Gensim Dictionary

The Predictor class uses a gensim dictionary to convert words (also called “tokens”) into IDs for the keras model’s embedding layer. Each word has a unique numeric ID that allows the model to create deep embedding to capture the lexical context.

This section of the documentation details the use of gensim dictionaries in poetic, the default, and custom dictionary options along with examples.


Default Dictionary

The poetic package ships with a default dictionary in both pip and conda distributions. Given its relatively manageable size, it is included as package data with each release, and there is no need to download the dictionary separately, unlike the default keras model.

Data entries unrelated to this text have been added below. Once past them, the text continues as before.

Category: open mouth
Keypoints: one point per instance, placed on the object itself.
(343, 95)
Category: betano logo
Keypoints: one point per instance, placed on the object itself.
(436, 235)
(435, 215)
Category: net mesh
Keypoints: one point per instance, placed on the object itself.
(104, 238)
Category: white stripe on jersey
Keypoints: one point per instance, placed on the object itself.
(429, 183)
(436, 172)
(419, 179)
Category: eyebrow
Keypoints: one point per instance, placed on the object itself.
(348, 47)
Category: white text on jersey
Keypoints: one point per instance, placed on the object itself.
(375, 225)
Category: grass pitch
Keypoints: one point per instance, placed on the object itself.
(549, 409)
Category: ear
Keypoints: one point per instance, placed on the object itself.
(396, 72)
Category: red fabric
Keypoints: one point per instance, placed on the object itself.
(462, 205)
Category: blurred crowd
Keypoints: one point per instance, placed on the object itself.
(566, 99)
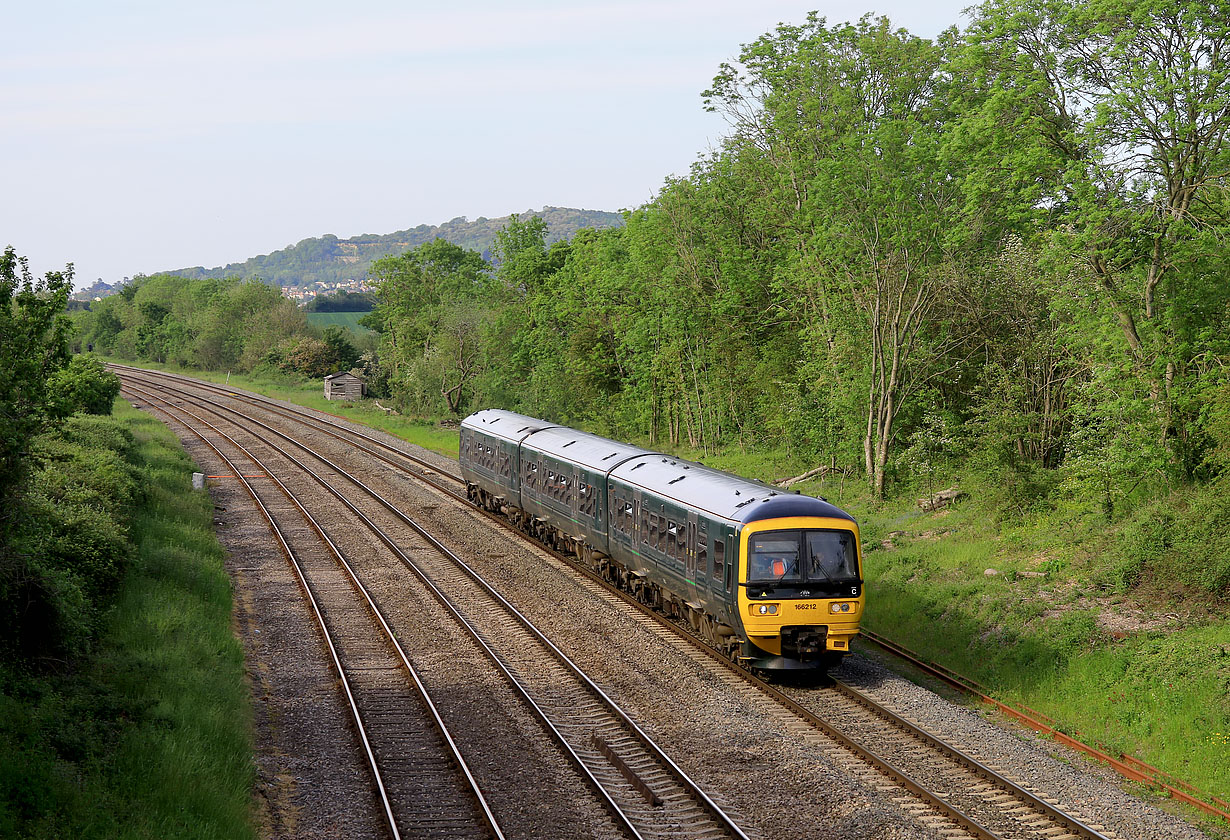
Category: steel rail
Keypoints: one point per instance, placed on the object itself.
(682, 777)
(1126, 765)
(424, 696)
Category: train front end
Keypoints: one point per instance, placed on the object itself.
(801, 592)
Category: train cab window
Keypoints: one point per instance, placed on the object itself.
(832, 556)
(818, 556)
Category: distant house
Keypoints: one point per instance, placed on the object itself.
(345, 385)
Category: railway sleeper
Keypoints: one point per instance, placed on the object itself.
(635, 583)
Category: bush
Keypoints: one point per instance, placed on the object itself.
(84, 385)
(1202, 540)
(69, 544)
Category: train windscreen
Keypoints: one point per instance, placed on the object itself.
(802, 556)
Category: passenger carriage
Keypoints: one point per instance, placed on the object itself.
(771, 578)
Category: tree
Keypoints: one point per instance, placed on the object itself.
(33, 346)
(845, 126)
(83, 385)
(1134, 97)
(416, 290)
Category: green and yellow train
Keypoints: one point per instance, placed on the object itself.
(773, 579)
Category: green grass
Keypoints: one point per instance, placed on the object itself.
(150, 737)
(1031, 632)
(348, 320)
(1037, 632)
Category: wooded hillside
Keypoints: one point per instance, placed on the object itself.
(330, 260)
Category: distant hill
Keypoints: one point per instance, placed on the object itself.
(332, 260)
(99, 289)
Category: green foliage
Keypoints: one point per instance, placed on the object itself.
(84, 385)
(33, 346)
(331, 260)
(149, 734)
(342, 301)
(69, 541)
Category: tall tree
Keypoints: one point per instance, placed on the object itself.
(33, 347)
(1133, 95)
(846, 127)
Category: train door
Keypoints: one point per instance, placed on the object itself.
(636, 517)
(690, 550)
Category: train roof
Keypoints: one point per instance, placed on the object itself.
(720, 493)
(589, 450)
(694, 485)
(504, 424)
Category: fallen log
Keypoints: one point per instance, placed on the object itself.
(941, 499)
(809, 474)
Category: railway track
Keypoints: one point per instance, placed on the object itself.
(647, 793)
(422, 782)
(947, 790)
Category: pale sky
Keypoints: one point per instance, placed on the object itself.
(149, 135)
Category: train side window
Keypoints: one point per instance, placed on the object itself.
(616, 518)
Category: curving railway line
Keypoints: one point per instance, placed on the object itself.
(945, 790)
(646, 792)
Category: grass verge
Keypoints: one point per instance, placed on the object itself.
(150, 736)
(1144, 672)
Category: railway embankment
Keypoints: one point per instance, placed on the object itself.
(143, 728)
(1062, 613)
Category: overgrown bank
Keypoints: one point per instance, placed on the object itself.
(142, 729)
(1140, 667)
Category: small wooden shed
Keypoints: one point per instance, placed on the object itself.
(345, 385)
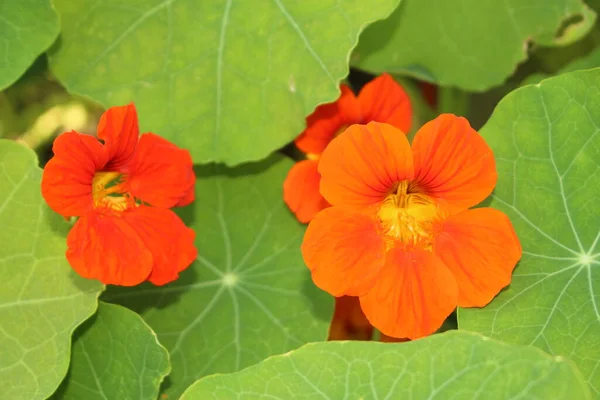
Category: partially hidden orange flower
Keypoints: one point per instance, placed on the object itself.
(121, 186)
(400, 235)
(381, 100)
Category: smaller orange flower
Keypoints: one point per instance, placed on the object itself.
(400, 235)
(381, 100)
(121, 187)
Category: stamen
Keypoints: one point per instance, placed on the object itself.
(109, 192)
(408, 217)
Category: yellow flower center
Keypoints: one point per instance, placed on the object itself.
(108, 192)
(408, 217)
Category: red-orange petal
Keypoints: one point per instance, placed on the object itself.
(344, 251)
(161, 174)
(362, 165)
(453, 163)
(301, 190)
(414, 293)
(67, 177)
(188, 197)
(107, 248)
(118, 128)
(168, 239)
(384, 100)
(327, 120)
(481, 249)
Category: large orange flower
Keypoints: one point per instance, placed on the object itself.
(400, 234)
(121, 188)
(381, 100)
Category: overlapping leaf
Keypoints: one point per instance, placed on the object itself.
(27, 29)
(230, 81)
(445, 366)
(471, 44)
(249, 295)
(546, 139)
(42, 300)
(589, 61)
(115, 356)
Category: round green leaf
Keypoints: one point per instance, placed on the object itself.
(115, 356)
(471, 44)
(249, 295)
(27, 29)
(589, 61)
(547, 145)
(451, 365)
(42, 300)
(230, 81)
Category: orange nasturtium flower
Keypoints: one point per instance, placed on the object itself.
(400, 235)
(121, 187)
(381, 100)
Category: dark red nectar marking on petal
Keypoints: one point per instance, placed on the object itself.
(109, 193)
(409, 217)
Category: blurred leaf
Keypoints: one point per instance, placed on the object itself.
(249, 295)
(230, 81)
(471, 44)
(592, 60)
(547, 145)
(446, 366)
(28, 28)
(42, 300)
(115, 356)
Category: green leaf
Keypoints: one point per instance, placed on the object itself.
(547, 145)
(249, 295)
(471, 44)
(451, 365)
(115, 356)
(230, 81)
(42, 300)
(27, 28)
(591, 60)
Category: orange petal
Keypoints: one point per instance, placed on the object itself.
(344, 251)
(107, 248)
(67, 177)
(161, 173)
(384, 100)
(388, 339)
(188, 197)
(301, 191)
(413, 295)
(349, 322)
(169, 240)
(327, 120)
(119, 129)
(362, 166)
(453, 162)
(481, 249)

The dictionary is constructed using the entire corpus of 18th- and 19th-century literary works on Project Gutenberg, as opposed to the randomly sample used for traning. It should cover a wide range of lexicons encountered in both literature of the time and everyday usage although newest words and slangs may be lacking. In the Predictor class, all non-existant words are assigned with the value 0 for consistency.

Format

The dictionary is saved with the save_as_text() method of the gensim.corpora.dictionary.Dictionary class. The file has the following format, which is also documented here:

76242402
440 !       4922258
36666       #       12419
17501       $       23781
142 '       2078602
174 ''      5630856

The first line is the number of entries, and following lines each has three tokens separated by tabs: ID, word, document frequency.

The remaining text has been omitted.